AWS Kubernetes Guide

This document is aimed at helping the user to deploy OpenIAM in AWS

Set up the environment

Configure the AWS CLI Version . Use Version 2.0.30.

Export the access and secret keys as environment variables. Supported regions are listed here.

cat ~/.bash_profile
export AWS_REGION=us-west-2
export AWS_ACCESS_KEY_ID=<ACCESS_KEY>
export AWS_SECRET_KEY=<SECRET_KEY>
export AWS_SECRET_ACCESS_KEY=${AWS_SECRET_KEY}

Set the region variable in terraform.tfvars to region that supports EKS.
Set the AWS-specific variables in terraform.tfvars

Variable Name	Required	Default Value	Description
region	Y		The region to be deployed. For example, us-west-2
replica_count	Y		The total number of nodes to be created in the kubernetes cluster
database.root.user	Y		The root username to the database
database.root.password	Y		The root username to the database
database.port	Y		Database port.
elasticsearch.aws.instance_class	Y		The instance class of the ES instance. See https://aws.amazon.com/elasticsearch-service/pricing/
elasticsearch.aws.ebs_enabled	Y		Certain instance types (listed here: https://aws.amazon.com/elasticsearch-service/pricing/) use ESB. For these, you MUST set this flag to true. If your instance class uses SSD, and not EBS, then you MUST set this flag to false
elasticsearch.aws.ebs_volume_size	Y		The volume size of the EBS, in GB. Only used if ebs_enabled is set to true
redis.aws.instance_class	Y		The instance class of the Redis instance. See See https://aws.amazon.com/elasticache/pricing/
database.aws.port	Y		The port where the RDS instance will be run
database.aws.engine	Y		See the 'Engine' parameter for the API: https://docs.aws.amazon.com/AmazonRDS/latest/APIReference/API_CreateDBInstance.html
			We support mariadb, postgres, oracle
			We do NOT currently support MSSQL in AWS RDS
			We do NOT support or oracle se or oracle-se1. They have a maximum version of Oracle 11, which
			is not compatible with our version of flyway.
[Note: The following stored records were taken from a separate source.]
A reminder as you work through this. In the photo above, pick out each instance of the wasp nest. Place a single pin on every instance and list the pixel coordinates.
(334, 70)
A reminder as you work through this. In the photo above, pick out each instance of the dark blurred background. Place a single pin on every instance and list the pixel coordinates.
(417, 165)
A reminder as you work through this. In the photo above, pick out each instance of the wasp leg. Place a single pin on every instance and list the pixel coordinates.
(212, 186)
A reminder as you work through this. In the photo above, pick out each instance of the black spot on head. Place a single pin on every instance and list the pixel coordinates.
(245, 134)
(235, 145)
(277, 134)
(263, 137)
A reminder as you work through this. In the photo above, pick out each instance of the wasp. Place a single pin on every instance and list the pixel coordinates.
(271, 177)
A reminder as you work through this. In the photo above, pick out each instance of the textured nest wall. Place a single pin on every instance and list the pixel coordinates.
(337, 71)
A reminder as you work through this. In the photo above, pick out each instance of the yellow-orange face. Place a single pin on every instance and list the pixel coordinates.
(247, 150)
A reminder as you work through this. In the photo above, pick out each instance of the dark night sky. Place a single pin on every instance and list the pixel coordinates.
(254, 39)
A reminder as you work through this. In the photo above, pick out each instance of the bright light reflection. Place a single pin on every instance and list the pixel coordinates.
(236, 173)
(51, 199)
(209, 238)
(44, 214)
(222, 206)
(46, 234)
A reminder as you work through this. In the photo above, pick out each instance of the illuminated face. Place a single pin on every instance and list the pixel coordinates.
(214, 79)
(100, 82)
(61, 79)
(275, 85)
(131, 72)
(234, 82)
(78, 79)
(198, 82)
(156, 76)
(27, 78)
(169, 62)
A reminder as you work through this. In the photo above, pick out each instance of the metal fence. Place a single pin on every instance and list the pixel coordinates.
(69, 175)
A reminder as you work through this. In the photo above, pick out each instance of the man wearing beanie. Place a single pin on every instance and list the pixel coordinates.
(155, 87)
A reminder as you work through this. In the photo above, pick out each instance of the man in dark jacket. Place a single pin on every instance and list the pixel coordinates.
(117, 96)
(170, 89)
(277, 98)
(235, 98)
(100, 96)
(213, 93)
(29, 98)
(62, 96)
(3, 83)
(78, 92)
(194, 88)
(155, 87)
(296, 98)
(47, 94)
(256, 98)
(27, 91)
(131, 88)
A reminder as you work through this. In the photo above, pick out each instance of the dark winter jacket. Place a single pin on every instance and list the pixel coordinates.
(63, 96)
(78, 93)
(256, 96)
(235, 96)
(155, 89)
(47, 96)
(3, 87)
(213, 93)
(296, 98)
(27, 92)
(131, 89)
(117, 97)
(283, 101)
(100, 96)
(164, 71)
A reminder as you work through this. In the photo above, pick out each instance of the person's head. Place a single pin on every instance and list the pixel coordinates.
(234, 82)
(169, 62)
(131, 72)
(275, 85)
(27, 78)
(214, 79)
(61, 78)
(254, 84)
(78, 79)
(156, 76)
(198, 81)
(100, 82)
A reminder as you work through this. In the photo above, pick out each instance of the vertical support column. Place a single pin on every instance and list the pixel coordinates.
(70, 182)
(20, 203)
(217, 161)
Also NOTE - oracle-ee has NOT been tested due to licencing limitations. Use at your own risk
			Thus - the only version tested version of Oracle in AWS that we fully support is oracle-se2. Use oracle-ee at your own risk
database.aws.instance_class	N	mariadb - db.t2.medium	highly recommended. Instance class for the database instance.
		postgres - db.t2.medium	See - https://docs.aws.amazon.com/AmazonRDS/latest/UserGuide/Concepts.DBInstanceClass.html - for a complete list.
		oracle-ee - db.m5.large	if not specified, we will use a sensible default value, based on the database engine. However, it is recommended to set this manually
		oracle-se2 - db.m5.large
database.aws.multi_az	Y		Is this a mult-az Deployment? See https://aws.amazon.com/rds/details/multi-az/
database.aws.parameters	Y		any additional parameters passed to the database instance upon creation. See https://www.terraform.io/docs/providers/aws/r/db_parameter_group.html
database.aws.allocated_storage	Y		See the 'AllocatedStorage' parameter for the API: https://docs.aws.amazon.com/AmazonRDS/latest/APIReference/API_CreateDBInstance.html
database.aws.storage_type	Y		See the 'StorageType' parameter for the API: https://docs.aws.amazon.com/AmazonRDS/latest/APIReference/API_CreateDBInstance.html
database.aws.backup_retention_period	N		See the 'BackupRetentionPeriod' parameter for the API: https://docs.aws.amazon.com/AmazonRDS/latest/APIReference/API_CreateDBInstance.html
			A value of '0' disables backups
			A non-zero value will resulut in terraform destroy failing. terraform destroy will attempt to
			delete the option group, which is associated with a database snapshop (which cannot be deleted)
kubernetes.aws.machine_type	Y		Machine Type of EKS Cluster. See https://aws.amazon.com/ec2/pricing/on-demand/. Minimum is m4.xlarge

Finally, you will have to setup the AWSServiceRoleForAmazonElasticsearchService role-link for your account. To do this automatically via terraform, run the following commands:

cd bootstrap/aws
terraform init
terraform apply -var "region=${AWS_REGION}" -auto-approve

If you get an error like below, you can safely ignore it. This just means that the role-link has already been created:

Error creating service-linked role with name es.amazonaws.com: InvalidInput: Service role name AWSServiceRoleForAmazonElasticsearchService has been taken in this account, please try a different suffix

Note: You only need to run this step once per AWS organization. Any subsequent runs will result in the above error (which you can ignore).

Metricbeat and FileBeat

Metricbeat and filebeat are not available in AWS, due to incompatabilities with the latest version of Elasticsearch SAAS in AWS.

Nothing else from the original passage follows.